A method for creating an aluminum diffusion surface layer (10) in a component that is substantially free of nickel and cobalt, comprising:
Applying a slurry coating that does not contain an inert filler and contains a metal aluminum alloy, a halogen activator, and a binder to the surface (12) of the part;
Forming an aluminum diffusion surface layer (10) characterized by an intermetallic aluminum-containing phase in the component by heating the component and diffusing aluminum from the slurry coating into the component. The method, wherein the component is formed from a base metal (14) that is substantially free of both nickel and cobalt and that contains no more than about 27 wt% chromium. The method of any preceding claim, wherein the aluminum diffusion surface layer (10) has a thickness of about 25 m to 400 m. The method of any preceding claim, wherein the aluminum diffusion surface layer (10) has a thickness of about 200 m to 350 m. The method of any preceding claim, wherein the base metal (14) comprises about 8-11 wt% chromium. The method of any preceding claim, wherein the base metal (14) comprises about 11 to 27 weight percent chromium. The method of any preceding claim, wherein the base metal (14) comprises about 1-8 wt% chromium. The method of any preceding claim, wherein the base metal (14) comprises less than 1 wt% chromium. The method of claim 1, wherein the part comprises a cast turbine part or a forged turbine part. A base metal (14) configured as a part, substantially free of nickel and cobalt, and containing up to about 27 wt% chromium;
An oxidation resistant component comprising an aluminum diffusion surface layer (10) characterized by an intermetallic aluminum-containing phase extending below the surface (12) of the base metal (14) and having a thickness greater than about 50 μm.
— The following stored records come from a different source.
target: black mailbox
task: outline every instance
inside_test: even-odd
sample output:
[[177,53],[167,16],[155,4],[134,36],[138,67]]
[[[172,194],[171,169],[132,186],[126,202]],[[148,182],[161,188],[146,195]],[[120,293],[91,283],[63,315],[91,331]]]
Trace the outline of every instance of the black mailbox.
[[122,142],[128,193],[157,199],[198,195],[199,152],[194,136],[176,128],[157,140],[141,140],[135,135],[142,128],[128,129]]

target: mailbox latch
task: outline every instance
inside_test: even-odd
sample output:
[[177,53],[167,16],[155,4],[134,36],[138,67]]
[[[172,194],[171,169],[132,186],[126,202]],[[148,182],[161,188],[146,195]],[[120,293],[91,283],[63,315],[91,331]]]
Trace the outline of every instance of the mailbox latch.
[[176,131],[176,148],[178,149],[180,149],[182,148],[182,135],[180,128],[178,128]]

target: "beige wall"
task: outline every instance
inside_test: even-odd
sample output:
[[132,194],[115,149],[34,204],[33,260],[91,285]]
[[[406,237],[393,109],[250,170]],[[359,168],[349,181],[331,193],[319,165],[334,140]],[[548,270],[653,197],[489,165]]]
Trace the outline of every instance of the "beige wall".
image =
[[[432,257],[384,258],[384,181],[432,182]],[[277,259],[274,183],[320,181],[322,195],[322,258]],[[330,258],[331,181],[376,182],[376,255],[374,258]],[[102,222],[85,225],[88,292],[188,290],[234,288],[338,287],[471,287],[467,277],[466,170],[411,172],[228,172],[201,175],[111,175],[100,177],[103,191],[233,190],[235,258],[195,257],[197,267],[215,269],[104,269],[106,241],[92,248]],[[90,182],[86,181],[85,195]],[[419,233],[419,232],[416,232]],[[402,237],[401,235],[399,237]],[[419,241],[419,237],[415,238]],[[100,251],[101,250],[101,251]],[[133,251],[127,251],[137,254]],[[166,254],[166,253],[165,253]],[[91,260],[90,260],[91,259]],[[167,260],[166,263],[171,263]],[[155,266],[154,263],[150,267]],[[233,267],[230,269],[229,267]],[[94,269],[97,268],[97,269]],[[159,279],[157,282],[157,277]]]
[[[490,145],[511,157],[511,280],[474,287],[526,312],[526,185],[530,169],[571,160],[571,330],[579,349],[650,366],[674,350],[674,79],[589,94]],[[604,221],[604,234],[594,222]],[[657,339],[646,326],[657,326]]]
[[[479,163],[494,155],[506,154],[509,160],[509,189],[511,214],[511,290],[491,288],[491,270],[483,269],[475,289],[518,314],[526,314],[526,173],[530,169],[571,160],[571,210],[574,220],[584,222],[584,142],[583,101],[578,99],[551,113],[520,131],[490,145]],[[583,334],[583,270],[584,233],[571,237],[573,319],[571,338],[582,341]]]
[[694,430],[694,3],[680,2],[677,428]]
The oxidation-resistant component according to claim 9, wherein the aluminum diffusion surface layer has a thickness of about 50 μm to 400 μm. The oxidation resistant component of claim 9, wherein the base metal (14) comprises about 8-11 wt% chromium. The oxidation-resistant component of claim 9, wherein the base metal (14) comprises about 11 to 27 weight percent chromium. The oxidation-resistant component of claim 9, wherein the base metal (14) comprises about 1-8 wt% chromium. The oxidation resistant component of claim 9, wherein the base metal (14) comprises less than about 1 wt% chromium. The oxidation resistant component of claim 9, wherein the component comprises a cast turbine component or a forged turbine component.